Cengiran Rasi malah makin lebar dan secara tak terduga, dia mulai menyanyikan salah satu bagian dari lagu One Call Away milik Charlie Puth. "I'm only one call away... I'll be there to save the day... Superman got nothing on me... I'm only one call away..."

"Rasi, tolong ya—"

"Call me, baby, if you need a friend... I just wanna give you love... Come on, come on, come on... Reaching out to you, so take a chan—argh, again?! Heaven, lo sehobi itu ya nendang gue?"

"Suara lo jelek. Malu, bikin kita dilihatin orang."

"Oke, suara gue mungkin nggak sebagus Charlie Puth, tapi tawaran gue yang tadi masih berlaku loh. Gue bisa jadi superhero buat lo kalau lo mau."

"Nggak usah. Makasih."

"Loh, ini beneran! Makanya, balik sama gue biar bisa gue jagain!" Rasi malah makin semangat.

"Thanks tapi gue lebih suka naik bus daripada naik taksi online."

"Kenapa sih? Sesebel itu ya sama gue?" Nada suara Rasi berubah muram dan itu membuat Eden jadi tidak enak hati.

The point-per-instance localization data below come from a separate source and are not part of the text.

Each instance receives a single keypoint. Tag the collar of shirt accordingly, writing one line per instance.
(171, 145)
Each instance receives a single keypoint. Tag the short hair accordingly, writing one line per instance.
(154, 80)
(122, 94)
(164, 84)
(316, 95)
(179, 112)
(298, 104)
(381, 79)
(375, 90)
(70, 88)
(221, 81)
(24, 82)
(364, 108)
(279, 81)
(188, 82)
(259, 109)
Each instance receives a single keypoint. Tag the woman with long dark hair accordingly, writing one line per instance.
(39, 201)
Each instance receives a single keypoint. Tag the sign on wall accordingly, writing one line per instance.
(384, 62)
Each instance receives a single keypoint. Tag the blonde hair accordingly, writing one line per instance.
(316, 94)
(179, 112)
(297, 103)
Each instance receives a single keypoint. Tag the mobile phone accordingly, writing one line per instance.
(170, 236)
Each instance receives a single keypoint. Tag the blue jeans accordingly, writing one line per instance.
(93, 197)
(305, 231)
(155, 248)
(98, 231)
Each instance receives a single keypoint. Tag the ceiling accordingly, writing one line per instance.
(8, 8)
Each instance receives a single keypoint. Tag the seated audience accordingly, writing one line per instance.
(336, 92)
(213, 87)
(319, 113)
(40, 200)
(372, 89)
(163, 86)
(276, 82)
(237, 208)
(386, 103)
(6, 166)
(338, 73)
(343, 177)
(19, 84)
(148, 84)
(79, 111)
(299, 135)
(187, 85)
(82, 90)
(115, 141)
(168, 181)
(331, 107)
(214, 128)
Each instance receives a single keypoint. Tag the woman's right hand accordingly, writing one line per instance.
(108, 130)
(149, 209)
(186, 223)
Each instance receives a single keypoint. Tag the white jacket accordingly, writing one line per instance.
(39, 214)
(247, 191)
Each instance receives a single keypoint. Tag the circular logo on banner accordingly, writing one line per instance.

Cowok ini benar-benar bikin Eden susah menentukan reaksi macam apa yang tepat untuk semua kelakuannya. Kadang, Eden gregetan setengah mati sampai rasanya kepingin mencubit pinggang Rasi berkali-kali. Tetapi, ketika dia sudah bicara dengan gaya serupa anak kelinci lagi dizalimi, Eden malah jadi iba sendiri.

"Nggak. Gue emang nggak suka naik taksi online."

"Kenapa gitu?"

"Gue nggak suka naik transportasi umum yang modelnya terlalu pribadi, yang isinya cuma gue sendiri."

"Kan ada gue."

"Tetap aja, gue lebih suka naik bus." Eden ngotot, sejenak lupa pada kehadiran Setra—juga Emir—yang pasrah jadi penonton ajang debat tanpa ujungnya dengan Rasi. "Lo itu suka nyebelin, tapi bukan itu alasan kenapa gue nggak mau balik bareng lo. Sebenarnya, kita bisa aja balik bareng kalau lo mau naik bus. Itu pun kalau rumah kita satu rute. Sayangnya, lo nggak suka naik bus, kan?"

Rasi cemberut, diikuti helaan napas dalam. "Gue bukan nggak suka. Atau nggak mau. Tapi gue nggak bisa."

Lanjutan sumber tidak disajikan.